# Win A Free Limbsaver Deadzone In The Deadzone Scavenger Hunt



## GIG (Dec 20, 2007)

Details:
Find and photo a Limbsaver Deadzone Bow and win a brand new, fully outfitted Deadzone of your own.
Any photo will work: your buddies Deadzone Bow, one hanging in a dealers shop, ect.
No reposts or down loaded images allowed.
Anyone with a post will be entered into a drawing that will take place on May 1,2008.
Other prizes are available, check out www.limbsaver.com for more details.
Good luck and Good hunting.
Gary Sims


----------



## ASLarcher (Apr 25, 2008)

My farther & wife are fighting over my new deadzone, will this photo work?


----------



## GIG (Dec 20, 2007)

ASLarcher said:


> My farther & wife are fighting over my new deadzone, will this photo work?


yes any photo posted will work.


----------



## Challenger (Nov 4, 2007)

Where do we post the photos???


----------



## bengalbrother (Dec 17, 2007)

*heres*

one


----------



## GIG (Dec 20, 2007)

Challenger said:


> Where do we post the photos???


Right hear right now GARY SIMS LIMBSAVER.


----------



## erikbarnes25197 (Mar 26, 2006)

*Limbsaver Dropzone picture*

hanging at a local shop


----------



## ricksmathew (Sep 7, 2005)

Here is a whole rack of them!

View attachment 389610


----------



## FV Chuck (Dec 11, 2004)

*Bring on the Paparazzi !!*

Just kidding... :wink:

I will be shooting in Redding this coming weekend...I'll have 2 of mine with me ...Thursday is the 1st....catch me early or beg GIG to hold off a couple days for extra photos to be submitted....
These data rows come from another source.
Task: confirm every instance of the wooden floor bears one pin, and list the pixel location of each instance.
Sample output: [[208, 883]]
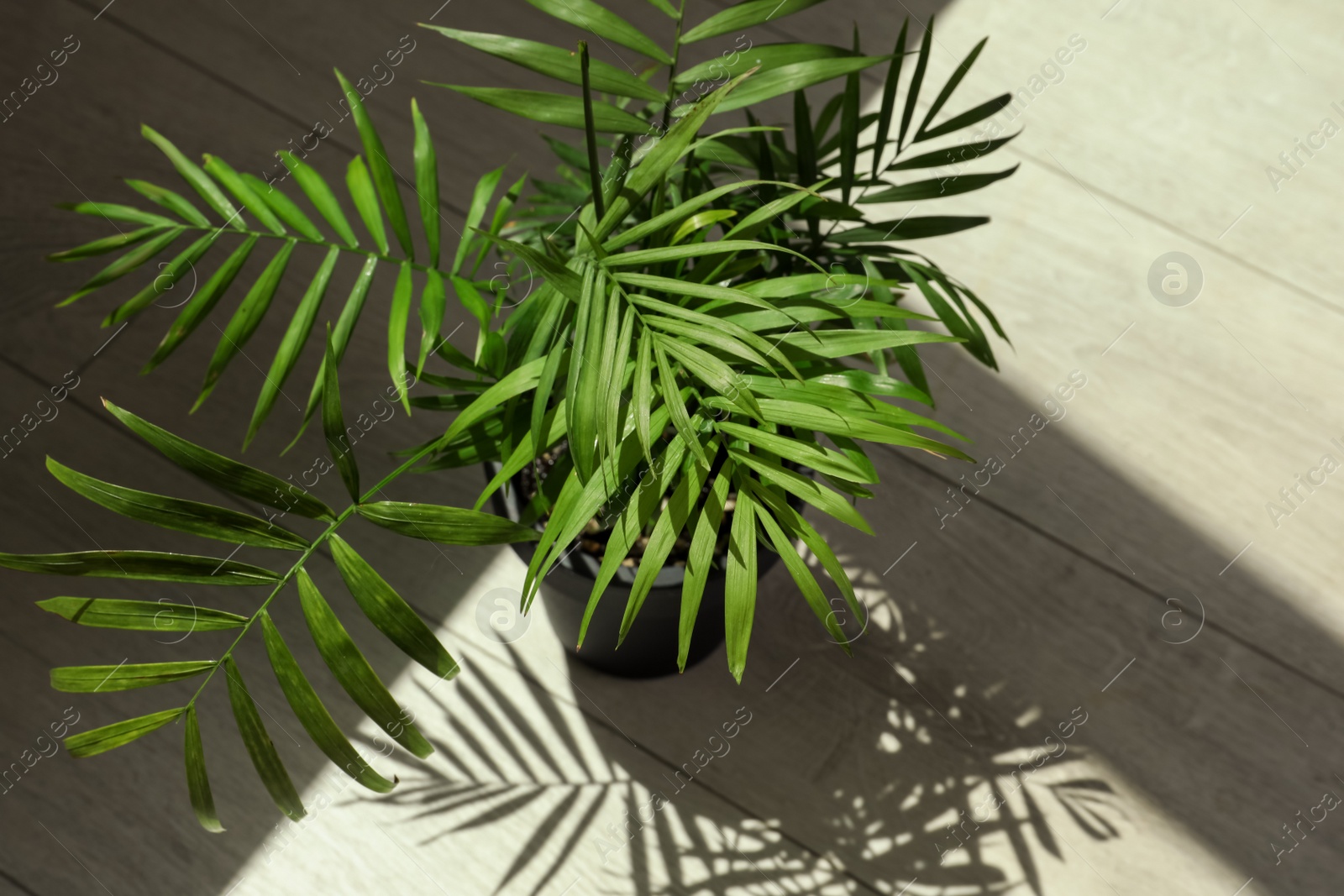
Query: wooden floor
[[1046, 605]]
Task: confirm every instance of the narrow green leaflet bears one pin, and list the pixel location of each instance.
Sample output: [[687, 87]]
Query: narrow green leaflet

I'll be shooting the Pro-Am on Thursday, then the Pro line for the event or I can be found at the Feather Visions booth or Sims booth...

See you there!


Chuck


----------



## THE GENERAL (Jan 10, 2008)

ricksmathew said:


> Here is a whole rack of them!
> 
> View attachment 389610




LMAO yeah and now that rack you can get 180 in free accesories if you buy one... I wonder why...lol


----------



## Challenger (Nov 4, 2007)

This is Mike Wonderly from M&M Sport Shop in New Lisbon Wisconsin with my son Derek. Mike has a very nice shop with two Technohunt lanes and a twenty yard spot range. 

I had never been to Mike's shop before today but he was more than happy to set up a Dead Zone bow for me and pose with Derek for the picture :shade: The bow is very quiet, I didn't have a sight on the bow to check for accuracy but it did shoot nice. 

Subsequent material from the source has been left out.